Je suis assez content de l'Histoire du Misantrope: mais je n'approuve nullement que l'Auteur nomme rapsodie, une Dissertation qu'une personne de Littérature fit dans le temps pour le défendre contre les Critiques. Voilà comme sont tous les Auteurs, qui s'imaginent être du premier ordre; tout ce qu'ils n'ont pas fait, est, selon eux, détestable; cependant, cet Ouvrage dont Molière, ou notre Auteur fait tant de bruit, est le meilleur que cette personne ait fait en sa vie; et il n'y a guère eu d'Auteur qui ait plus travaillé que luy, ni dont le nom soit plus connu. Il étoit inutile que notre Auteur mystérieux voulût nous cacher sa médisance; tout le monde sçait que la défense du Misantrope est de l'Auteur qui nous apprend si galamment tous les mois ce qui se passe dans toute l'Europe. Et le jugement que l'on en fait dans ce Livre-ci, ne cause aucune altération à sa réputation: elle n'a qu'une voix.

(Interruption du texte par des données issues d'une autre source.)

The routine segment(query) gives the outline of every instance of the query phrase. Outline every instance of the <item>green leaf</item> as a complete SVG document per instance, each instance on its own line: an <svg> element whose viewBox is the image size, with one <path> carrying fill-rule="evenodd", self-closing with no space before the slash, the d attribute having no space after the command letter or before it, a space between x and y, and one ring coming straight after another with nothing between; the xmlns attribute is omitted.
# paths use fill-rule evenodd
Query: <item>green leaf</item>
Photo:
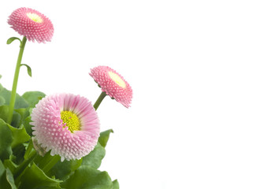
<svg viewBox="0 0 256 189"><path fill-rule="evenodd" d="M64 188L72 189L112 189L111 178L106 172L101 172L90 166L82 165L65 182Z"/></svg>
<svg viewBox="0 0 256 189"><path fill-rule="evenodd" d="M9 106L0 106L0 119L2 119L4 121L7 121L9 113Z"/></svg>
<svg viewBox="0 0 256 189"><path fill-rule="evenodd" d="M12 172L13 172L15 169L17 168L17 165L13 163L11 160L5 160L4 165L5 167L8 168Z"/></svg>
<svg viewBox="0 0 256 189"><path fill-rule="evenodd" d="M63 162L58 161L51 169L49 175L55 176L56 179L65 180L69 175L76 171L82 163L82 159L80 160L65 160Z"/></svg>
<svg viewBox="0 0 256 189"><path fill-rule="evenodd" d="M14 41L14 40L19 40L20 42L20 44L21 44L21 40L19 39L19 38L17 38L17 37L11 37L11 38L9 38L9 39L8 39L8 40L7 40L7 42L6 42L6 44L10 44L10 43L13 43L13 41Z"/></svg>
<svg viewBox="0 0 256 189"><path fill-rule="evenodd" d="M100 143L97 143L95 149L89 154L83 158L83 165L89 165L98 169L102 164L102 160L105 157L106 150Z"/></svg>
<svg viewBox="0 0 256 189"><path fill-rule="evenodd" d="M3 189L17 189L14 183L13 175L11 171L7 168L0 180L0 188Z"/></svg>
<svg viewBox="0 0 256 189"><path fill-rule="evenodd" d="M22 94L22 98L28 102L30 107L34 107L45 96L46 94L40 91L28 91Z"/></svg>
<svg viewBox="0 0 256 189"><path fill-rule="evenodd" d="M119 189L119 183L117 180L113 181L113 189Z"/></svg>
<svg viewBox="0 0 256 189"><path fill-rule="evenodd" d="M12 148L17 146L19 144L25 143L30 139L30 135L28 135L26 129L23 124L20 128L13 128L8 124L9 128L12 132L13 140L12 143Z"/></svg>
<svg viewBox="0 0 256 189"><path fill-rule="evenodd" d="M4 105L9 104L11 91L8 91L6 88L3 88L0 91L0 96L2 96L6 100L6 102ZM16 101L15 101L15 104L14 104L14 109L20 109L20 108L27 108L27 107L28 107L28 104L27 101L25 101L18 94L16 94Z"/></svg>
<svg viewBox="0 0 256 189"><path fill-rule="evenodd" d="M29 76L32 76L32 70L31 69L30 66L28 65L25 65L25 64L21 64L20 65L24 65L27 67L27 71L28 71L28 74Z"/></svg>
<svg viewBox="0 0 256 189"><path fill-rule="evenodd" d="M103 146L106 147L106 143L108 143L110 132L113 133L112 129L106 130L100 133L100 136L98 138L98 143Z"/></svg>
<svg viewBox="0 0 256 189"><path fill-rule="evenodd" d="M7 121L7 117L9 114L9 106L4 105L0 106L0 115L1 115L1 119L2 119L4 121ZM21 122L21 116L18 113L13 111L13 120L11 125L13 125L15 128L20 128Z"/></svg>
<svg viewBox="0 0 256 189"><path fill-rule="evenodd" d="M13 143L12 132L7 124L0 119L0 159L9 159L12 154L11 144Z"/></svg>
<svg viewBox="0 0 256 189"><path fill-rule="evenodd" d="M60 188L61 180L48 177L35 163L28 168L20 178L19 189Z"/></svg>
<svg viewBox="0 0 256 189"><path fill-rule="evenodd" d="M6 99L3 97L0 96L0 106L4 105L5 103L6 103Z"/></svg>

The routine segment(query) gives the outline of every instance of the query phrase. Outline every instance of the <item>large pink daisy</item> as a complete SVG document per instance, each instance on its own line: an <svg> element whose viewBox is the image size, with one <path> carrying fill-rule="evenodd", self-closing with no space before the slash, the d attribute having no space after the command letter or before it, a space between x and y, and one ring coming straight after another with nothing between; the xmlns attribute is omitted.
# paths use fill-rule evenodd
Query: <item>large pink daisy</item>
<svg viewBox="0 0 256 189"><path fill-rule="evenodd" d="M122 76L108 66L98 66L89 73L102 91L128 108L132 102L132 90Z"/></svg>
<svg viewBox="0 0 256 189"><path fill-rule="evenodd" d="M80 159L97 144L99 120L91 103L71 94L46 96L32 113L33 135L50 154Z"/></svg>
<svg viewBox="0 0 256 189"><path fill-rule="evenodd" d="M19 8L9 17L8 24L28 41L50 42L54 35L51 21L43 14L29 8Z"/></svg>

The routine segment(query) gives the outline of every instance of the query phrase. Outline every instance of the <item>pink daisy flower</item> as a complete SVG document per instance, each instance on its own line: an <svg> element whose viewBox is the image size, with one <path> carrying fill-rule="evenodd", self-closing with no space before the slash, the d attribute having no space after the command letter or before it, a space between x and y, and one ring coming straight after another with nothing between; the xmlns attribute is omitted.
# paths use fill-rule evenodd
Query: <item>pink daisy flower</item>
<svg viewBox="0 0 256 189"><path fill-rule="evenodd" d="M46 151L64 159L80 159L97 144L99 120L91 103L71 94L46 96L32 113L33 135Z"/></svg>
<svg viewBox="0 0 256 189"><path fill-rule="evenodd" d="M113 69L98 66L89 73L100 86L102 91L128 108L132 102L132 90L128 83Z"/></svg>
<svg viewBox="0 0 256 189"><path fill-rule="evenodd" d="M50 42L54 32L53 24L46 16L29 8L14 10L7 22L20 35L32 42Z"/></svg>

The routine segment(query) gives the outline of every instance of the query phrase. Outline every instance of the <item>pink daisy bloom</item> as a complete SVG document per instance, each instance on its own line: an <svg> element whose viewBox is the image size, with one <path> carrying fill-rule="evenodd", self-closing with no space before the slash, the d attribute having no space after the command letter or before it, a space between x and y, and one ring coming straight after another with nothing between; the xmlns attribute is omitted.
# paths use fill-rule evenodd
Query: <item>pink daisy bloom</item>
<svg viewBox="0 0 256 189"><path fill-rule="evenodd" d="M99 120L91 102L80 95L60 94L39 101L32 113L38 143L64 159L80 159L97 144Z"/></svg>
<svg viewBox="0 0 256 189"><path fill-rule="evenodd" d="M115 70L108 66L98 66L91 69L89 74L100 86L102 92L106 92L125 107L130 106L132 98L132 87Z"/></svg>
<svg viewBox="0 0 256 189"><path fill-rule="evenodd" d="M32 42L50 42L54 32L53 24L46 16L29 8L14 10L7 22L20 35Z"/></svg>

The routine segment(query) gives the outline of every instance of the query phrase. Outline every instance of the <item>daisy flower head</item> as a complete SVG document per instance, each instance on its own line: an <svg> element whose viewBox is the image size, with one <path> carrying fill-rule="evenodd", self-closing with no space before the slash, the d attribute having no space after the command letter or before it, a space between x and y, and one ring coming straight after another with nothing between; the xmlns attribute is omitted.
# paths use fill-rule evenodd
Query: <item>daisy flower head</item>
<svg viewBox="0 0 256 189"><path fill-rule="evenodd" d="M125 107L130 107L132 90L123 76L108 66L98 66L91 69L90 76L112 98L121 102Z"/></svg>
<svg viewBox="0 0 256 189"><path fill-rule="evenodd" d="M80 159L97 144L99 120L91 102L72 94L43 98L32 113L33 135L39 144L64 159Z"/></svg>
<svg viewBox="0 0 256 189"><path fill-rule="evenodd" d="M14 10L7 22L20 35L32 42L50 42L54 32L53 24L46 16L30 8Z"/></svg>

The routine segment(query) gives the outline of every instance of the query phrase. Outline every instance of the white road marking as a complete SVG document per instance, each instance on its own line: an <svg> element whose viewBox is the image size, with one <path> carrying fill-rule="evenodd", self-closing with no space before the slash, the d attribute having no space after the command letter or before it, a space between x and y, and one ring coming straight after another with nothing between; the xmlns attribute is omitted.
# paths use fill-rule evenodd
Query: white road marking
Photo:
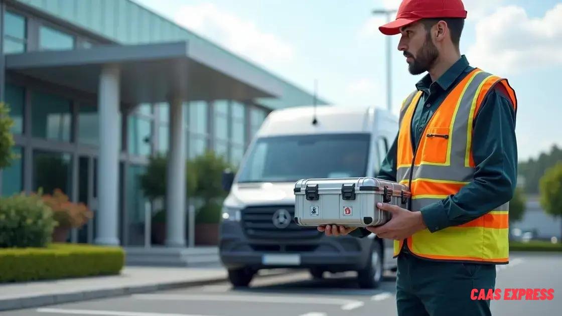
<svg viewBox="0 0 562 316"><path fill-rule="evenodd" d="M498 272L500 270L505 270L508 268L511 268L511 267L515 267L519 264L521 264L524 261L524 260L521 258L515 258L511 260L508 264L498 264L496 265L496 271Z"/></svg>
<svg viewBox="0 0 562 316"><path fill-rule="evenodd" d="M371 297L372 301L382 301L392 297L392 295L388 292L379 293Z"/></svg>
<svg viewBox="0 0 562 316"><path fill-rule="evenodd" d="M361 301L356 301L351 303L348 303L342 306L342 309L343 310L351 310L352 309L355 309L356 308L359 308L365 305L365 303Z"/></svg>
<svg viewBox="0 0 562 316"><path fill-rule="evenodd" d="M101 315L103 316L211 316L191 314L170 314L166 313L141 313L118 310L93 310L89 309L62 309L60 308L39 308L37 313L52 314L71 314L73 315Z"/></svg>
<svg viewBox="0 0 562 316"><path fill-rule="evenodd" d="M363 306L363 302L352 300L342 300L322 297L303 296L265 296L260 295L178 295L178 294L136 294L132 297L137 300L154 300L162 301L222 301L260 303L298 304L311 305L340 305L344 310L350 310Z"/></svg>

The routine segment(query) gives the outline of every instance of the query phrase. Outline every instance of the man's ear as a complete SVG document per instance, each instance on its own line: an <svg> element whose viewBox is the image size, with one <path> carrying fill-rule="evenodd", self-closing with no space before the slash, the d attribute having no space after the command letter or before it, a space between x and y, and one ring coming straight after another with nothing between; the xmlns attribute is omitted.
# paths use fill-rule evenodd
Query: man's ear
<svg viewBox="0 0 562 316"><path fill-rule="evenodd" d="M435 35L435 40L436 42L442 42L446 38L447 33L448 31L448 26L447 22L441 20L435 24L433 31Z"/></svg>

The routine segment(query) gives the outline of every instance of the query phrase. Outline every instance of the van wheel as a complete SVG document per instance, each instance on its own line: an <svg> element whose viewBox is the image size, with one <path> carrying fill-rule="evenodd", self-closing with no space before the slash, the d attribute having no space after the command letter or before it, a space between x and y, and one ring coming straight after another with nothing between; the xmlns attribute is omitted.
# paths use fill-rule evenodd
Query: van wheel
<svg viewBox="0 0 562 316"><path fill-rule="evenodd" d="M376 288L380 285L383 276L383 249L378 241L373 241L369 264L357 272L357 281L361 288Z"/></svg>
<svg viewBox="0 0 562 316"><path fill-rule="evenodd" d="M310 274L312 275L312 278L315 279L321 279L324 277L324 270L318 268L311 268Z"/></svg>
<svg viewBox="0 0 562 316"><path fill-rule="evenodd" d="M247 269L228 270L228 279L230 281L230 283L235 287L248 286L252 278L253 278L253 273Z"/></svg>

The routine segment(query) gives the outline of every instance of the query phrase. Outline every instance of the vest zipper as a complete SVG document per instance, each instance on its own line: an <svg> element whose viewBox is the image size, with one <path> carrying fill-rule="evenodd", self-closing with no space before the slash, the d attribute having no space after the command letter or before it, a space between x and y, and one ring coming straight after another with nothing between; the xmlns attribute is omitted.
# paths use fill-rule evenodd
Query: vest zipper
<svg viewBox="0 0 562 316"><path fill-rule="evenodd" d="M442 137L446 139L449 139L448 135L443 135L442 134L428 134L425 136L427 137Z"/></svg>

La conversation de Molière avec Bernier me paroît fort plate; et Baron, qui est le cheval de bataille de l'Auteur, m'y semble fort mal amené, et y faire un personnage impertinent. Mais l'on commence à s'appercevoir en cet endroit, que l'Auteur manque de matière, et que le donneur de Mémoires ne s'est pas oublié.
Cependant l'aventure du Minime m'a réjoui; elle est d'esprit, et l'Auteur l'a assez bien rendue: car je fais justice sans prévention, et je ne prétens point, quand il verroit cette Lettre, m'attirer son mépris. Je suis sûr que s'il vouloit être de bonne foy, il avoueroit que j'ai raison de le reprendre en bien des endroits. Je ne l'estime pas moins pour avoir fait des fautes que la matière exigeoit de luy. Il a fait voir par l'Ouvrage qu'il a donné après celui-ci, qu'il est capable de faire mieux; et qu'il est le maître de se donner de la réputation quand il choisira de bons sujets.